En moyenne, ces enfants passaient 3,6 heures par jour scotchés sur un écran – téléphone portable, tablette, ordinateur, télévision – au-delà des recommandations canadiennes préconisant moins de 2 heures d’écran, 9 à 11 heures de sommeil et au moins une heure d’activité physique par jour.

Sur la totalité des enfants participant à l’enquête, seulement un petit Américain sur 20 (5 %) coche les trois cases des recommandations canadiennes. Presque un sur trois (29 %) n’en remplit aucune : sommeil suffisant, temps d’écran limité et activité physique.

La moitié seulement (51 %) des enfants dorment suffisamment, 37 % passent moins de 2 heures sur les écrans et 18 % seulement pratiquent une heure d’activité physique par jour, selon les questionnaires remplis par les familles.

Lien direct entre le temps passé sur les écrans, le sommeil et les performances

Après des tests cognitifs portant sur le langage, la mémoire, la réactivité, la concentration, etc., l’étude relève un lien très net entre le temps passé sur les écrans, le sommeil et les performances des enfants.

« Nous avons trouvé que plus de deux heures d’écran chez les enfants appauvrissent leur développement cognitif », indique le Dr Jeremy Walsh de l’Institut CHEO du Canada, qui incite les pédiatres, parents, éducateurs et décideurs à limiter le temps d’exposition des enfants à l’écran et à faire du sommeil une question prioritaire.

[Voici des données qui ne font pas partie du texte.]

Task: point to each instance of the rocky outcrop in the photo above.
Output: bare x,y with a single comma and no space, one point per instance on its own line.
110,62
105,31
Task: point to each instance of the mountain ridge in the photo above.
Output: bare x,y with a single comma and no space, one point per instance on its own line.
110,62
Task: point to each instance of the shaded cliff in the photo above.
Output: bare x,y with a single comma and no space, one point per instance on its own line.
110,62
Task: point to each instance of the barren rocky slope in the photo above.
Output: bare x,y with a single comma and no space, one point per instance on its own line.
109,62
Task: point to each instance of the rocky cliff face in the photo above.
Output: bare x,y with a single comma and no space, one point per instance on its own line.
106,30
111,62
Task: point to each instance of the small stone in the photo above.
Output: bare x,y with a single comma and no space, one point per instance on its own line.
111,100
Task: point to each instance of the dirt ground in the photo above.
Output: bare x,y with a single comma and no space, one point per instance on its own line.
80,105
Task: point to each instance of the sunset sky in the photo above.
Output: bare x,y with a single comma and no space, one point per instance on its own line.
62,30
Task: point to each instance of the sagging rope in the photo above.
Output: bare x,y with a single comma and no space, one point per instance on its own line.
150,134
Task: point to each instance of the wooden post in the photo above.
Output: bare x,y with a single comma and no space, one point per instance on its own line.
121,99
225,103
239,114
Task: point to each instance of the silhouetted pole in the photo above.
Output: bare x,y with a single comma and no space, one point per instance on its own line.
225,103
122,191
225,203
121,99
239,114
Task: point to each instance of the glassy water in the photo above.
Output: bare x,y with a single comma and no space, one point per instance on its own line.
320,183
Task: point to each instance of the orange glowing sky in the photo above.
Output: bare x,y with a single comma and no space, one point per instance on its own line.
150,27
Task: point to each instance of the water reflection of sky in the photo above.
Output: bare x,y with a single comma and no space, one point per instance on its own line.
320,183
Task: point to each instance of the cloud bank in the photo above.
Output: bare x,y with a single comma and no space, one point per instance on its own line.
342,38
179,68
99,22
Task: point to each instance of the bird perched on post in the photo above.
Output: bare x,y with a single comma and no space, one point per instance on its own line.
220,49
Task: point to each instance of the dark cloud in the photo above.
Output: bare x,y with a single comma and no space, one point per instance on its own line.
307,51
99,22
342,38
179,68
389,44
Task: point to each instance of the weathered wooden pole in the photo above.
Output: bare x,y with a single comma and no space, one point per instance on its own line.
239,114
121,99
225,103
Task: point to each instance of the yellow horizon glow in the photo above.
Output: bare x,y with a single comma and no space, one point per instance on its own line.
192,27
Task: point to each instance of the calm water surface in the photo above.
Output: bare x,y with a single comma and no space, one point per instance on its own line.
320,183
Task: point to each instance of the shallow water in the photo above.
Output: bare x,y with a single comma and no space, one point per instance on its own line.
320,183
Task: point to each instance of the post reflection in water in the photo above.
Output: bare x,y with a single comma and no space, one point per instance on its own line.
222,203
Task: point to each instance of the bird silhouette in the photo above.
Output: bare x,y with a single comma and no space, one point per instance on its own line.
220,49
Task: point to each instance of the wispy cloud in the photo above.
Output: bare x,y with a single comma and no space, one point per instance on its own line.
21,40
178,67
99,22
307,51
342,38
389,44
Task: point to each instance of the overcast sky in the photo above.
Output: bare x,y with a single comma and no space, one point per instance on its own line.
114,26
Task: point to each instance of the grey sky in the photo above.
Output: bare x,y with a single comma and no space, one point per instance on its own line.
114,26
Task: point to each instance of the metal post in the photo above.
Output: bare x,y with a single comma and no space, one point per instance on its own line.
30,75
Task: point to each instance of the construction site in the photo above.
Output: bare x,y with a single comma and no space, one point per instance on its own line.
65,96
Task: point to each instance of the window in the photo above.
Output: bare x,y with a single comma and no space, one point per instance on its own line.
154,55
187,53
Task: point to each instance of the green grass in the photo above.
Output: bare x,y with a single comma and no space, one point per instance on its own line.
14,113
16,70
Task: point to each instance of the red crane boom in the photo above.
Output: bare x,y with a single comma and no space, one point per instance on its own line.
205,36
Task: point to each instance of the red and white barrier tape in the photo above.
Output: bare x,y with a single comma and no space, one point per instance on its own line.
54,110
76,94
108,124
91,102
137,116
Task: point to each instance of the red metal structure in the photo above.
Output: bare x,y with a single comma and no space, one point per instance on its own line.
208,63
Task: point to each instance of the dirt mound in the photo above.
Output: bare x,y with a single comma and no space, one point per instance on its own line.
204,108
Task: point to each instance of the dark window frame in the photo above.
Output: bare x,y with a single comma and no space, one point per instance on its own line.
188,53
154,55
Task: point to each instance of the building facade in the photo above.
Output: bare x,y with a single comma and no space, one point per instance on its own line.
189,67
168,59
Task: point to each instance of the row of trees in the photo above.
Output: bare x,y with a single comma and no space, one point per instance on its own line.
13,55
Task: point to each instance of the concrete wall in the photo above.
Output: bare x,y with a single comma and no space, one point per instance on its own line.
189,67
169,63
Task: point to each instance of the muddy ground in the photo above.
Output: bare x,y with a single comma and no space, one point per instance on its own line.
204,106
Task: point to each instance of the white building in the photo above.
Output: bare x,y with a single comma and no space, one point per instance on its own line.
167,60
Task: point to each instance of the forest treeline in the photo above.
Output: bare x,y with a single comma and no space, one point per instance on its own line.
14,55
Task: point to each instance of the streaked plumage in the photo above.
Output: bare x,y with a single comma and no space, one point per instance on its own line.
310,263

Sur les trois critères -sommeil, écran et activité physique- le temps passé à dormir et l’exposition aux écrans sont les plus directement liés aux facultés intellectuelles des enfants, tandis que l’activité physique à elle seule n’avait pas d’impact sur la capacité cognitive, tout en étant le facteur le plus important pour une bonne santé physique de l’enfant.

Les recommandations sur le sommeil et l’activité physique du Canadian 24-Hour Movement, publiées en 2016, sont conformes avec celles de l’Organisation mondiale pour la santé, mais cette dernière ne fait pas de recommandation spécifique sur les écrans, note l’étude.

Pédagogues et scientifiques mettent de plus en plus en garde contre les écrans à haute dose, pointant des effets qui vont des difficultés de concentration à l’addiction.